An interview with Dr Lori Snyder
Dr Lori Snyder is an Associate Professor at Kingston University, UK, and a member of the Microbiology Society. In this interview, she shares how her interest in the issue of antimicrobial resistance has led her to identify alternative therapies, using genomics with experimental work in order to understand bacterial pathogens.
Tell us more about your current role.
I am an Associate Professor at Kingston University, in South West London, where I teach students from foundation year, through BSc levels, taught MSc programmes, and supervise MSc research and PhD students. I also conduct my own independent research and collaborate with others. I feel that it is important that my role enables me to do both, in order to educate the next generation of scientists and critical thinkers and to drive forward our understanding of bacteriology and genetics through original research and innovation.

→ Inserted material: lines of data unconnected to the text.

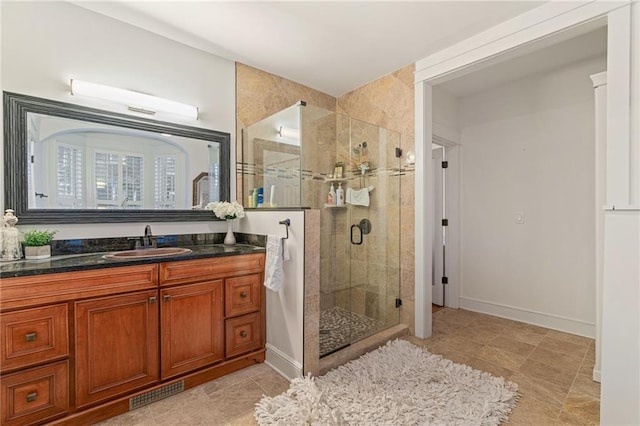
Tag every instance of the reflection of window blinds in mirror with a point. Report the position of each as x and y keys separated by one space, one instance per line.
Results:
x=133 y=180
x=165 y=182
x=69 y=177
x=119 y=180
x=214 y=173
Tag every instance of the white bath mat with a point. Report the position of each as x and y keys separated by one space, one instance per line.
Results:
x=397 y=384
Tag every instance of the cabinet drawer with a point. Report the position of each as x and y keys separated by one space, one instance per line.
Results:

When did you become interested in bacteria and genomics?
Since I started my research, I have been motivated by the issues of antimicrobial resistance, the need to understand the mechanisms of resistance and the need to identify alternative therapies. During my PhD the first genome sequences became available. Since then, I have integrated bacterial genetics and genomics with experimental work to understand bacterial pathogens and improve methods to control infectious diseases. My research has defined the phase variable gene repertoire of the human pathogens Neisseria meningitidis and Neisseria gonorrhoeae, information that has been important in understanding the behaviour of these bacteria in various host niches and in vaccine design. Additional work I have conducted in these pathogens includes defining a system of horizontal gene transfer, contributing to understanding the prevalence of a genetic island, identifying sequence features contributing to transcriptional termination, investigating non-coding RNAs, and chromosomal rearrangements.
How have your research efforts expanded horizons with restriction enzymes?
Significantly, my group has demonstrated that monocaprin is able to rapidly kill N. gonorrhoeae and N. meningitidis, does not cause irritation in several in vitro assays of ocular irritation, and that N. gonorrhoeae did not develop resistance nor genomic changes indicative of resistance evolution. This research shows promise for the prophylaxis and treatment of gonococcal eye infections, including both ophthalmia neonatorum and adult keratitis, in the face of antimicrobial resistance and indeed untreatable gonococcal infections.
This research is a result of working at Kingston University alongside Professor Raid Alany, an expert in drug delivery to the eye, and has emphasized the importance of cross-disciplinary collaborations and supporting research in environments such as mine. I feel all aspects of my role are very much intertwined and essential parts of each other.